Colton laughed, the corner of his mouth turning upward in that adorable way of his. “Well, Iwillbe getting her off on the right foot.” He pulled a tiny yellow T-shirt with the Down South Athletics logo on the front from the package.

“That’s the only brand she’s going to wear, you know that, right?” Leigh teased Meredith. “It’s all her daddy wears.”

“Hey, it might pay for her college,” Meredith said.

Leigh gave her sister a wide grin. “Or her art lessons.”

Meredith broke into a smile in return.

“I actually came up because your mama has come over from the cabin and she’s ready for lunch. The game starts in ten minutes. She’s got all the fixin’s on the table outside.”

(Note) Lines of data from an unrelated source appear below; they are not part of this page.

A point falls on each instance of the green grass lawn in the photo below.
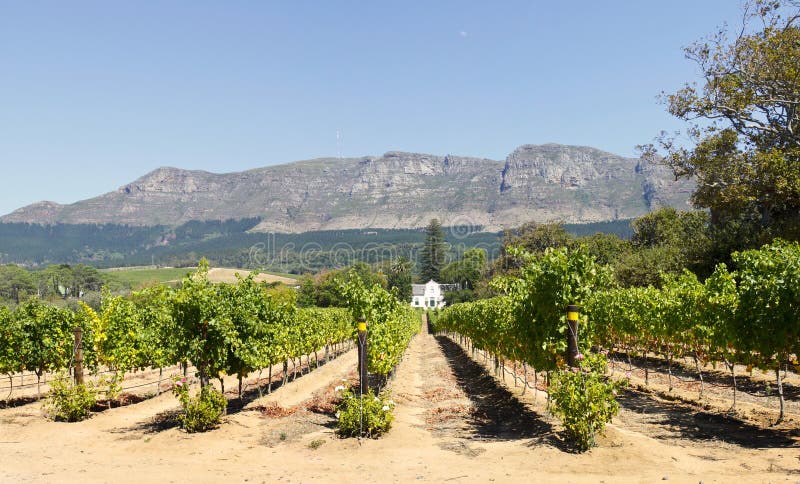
(136, 277)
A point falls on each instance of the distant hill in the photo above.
(397, 190)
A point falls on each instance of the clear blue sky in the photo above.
(96, 94)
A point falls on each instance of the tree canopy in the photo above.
(744, 124)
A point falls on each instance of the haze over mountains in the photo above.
(396, 190)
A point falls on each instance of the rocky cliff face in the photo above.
(396, 190)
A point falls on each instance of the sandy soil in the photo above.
(454, 422)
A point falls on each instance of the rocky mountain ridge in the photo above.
(396, 190)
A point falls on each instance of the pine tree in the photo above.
(432, 256)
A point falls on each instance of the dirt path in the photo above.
(454, 422)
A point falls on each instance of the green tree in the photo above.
(398, 278)
(15, 283)
(745, 124)
(433, 253)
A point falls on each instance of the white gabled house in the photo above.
(430, 294)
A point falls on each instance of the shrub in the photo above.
(376, 414)
(202, 412)
(68, 402)
(584, 399)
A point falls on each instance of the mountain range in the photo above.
(540, 183)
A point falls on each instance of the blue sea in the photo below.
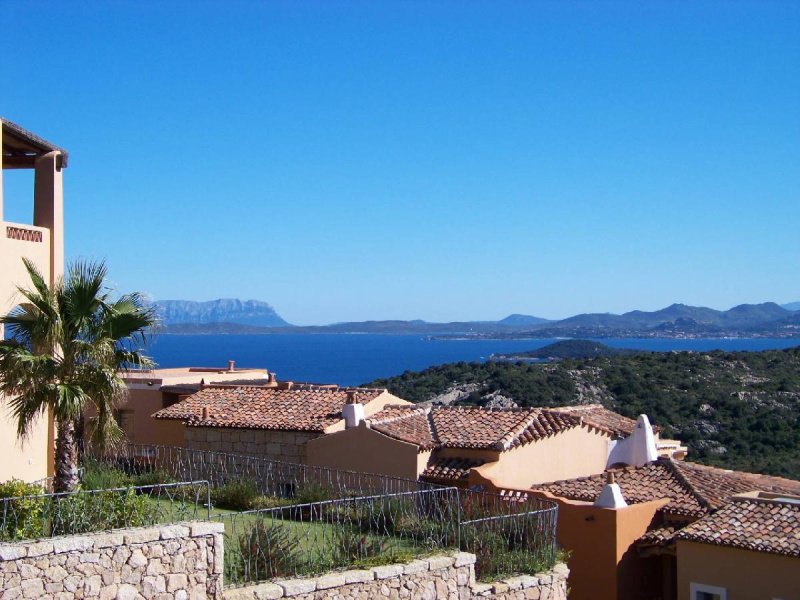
(352, 359)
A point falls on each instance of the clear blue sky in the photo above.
(435, 160)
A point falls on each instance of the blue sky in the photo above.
(435, 160)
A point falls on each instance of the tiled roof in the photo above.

Mama had left her apartment when the lease was up and moved into the cabin full time. She was to retire next year, so she wouldn’t have to drive into Nashville to work for much longer. Meredith flip-flopped between staying with Mama and in the apartment Leigh had vacated in the Emerald Lane office, where her sister loved to paint because she said the natural light was so good. She tried to visit for all the major holidays and a few other times in between.

And for Leigh and Colton’s wedding, in late July of the year before—a big southern affair under the oaks, on an enormous platform in the middle of the cotton fields, her mother and sister at the front in blush silk bridesmaids’ dresses with gardenia bouquets—Meredith had stayed for three glorious weeks.

Her sister had also come right away when Leigh had broken the news that she and Colton were expecting their first child.

With the big football game playing on the widescreen that Colton had installed under their new porch beside the outdoor stone fireplace, they all gathered around the table to have the fish they’d caught off the side of their boat yesterday, with vegetables and fresh pie they’d bought from their friends at the local market. Elvis had settled at Meredith’s feet.

Leigh stepped out from under the porch onto the deck to soak in the sunshine. When she looked up, through the window she could see the butterflies that Meredith had painted—Nan’s talent that had been passed to another generation—and Leigh knew that her grandmother could see it all from up above: her whole family.Whole.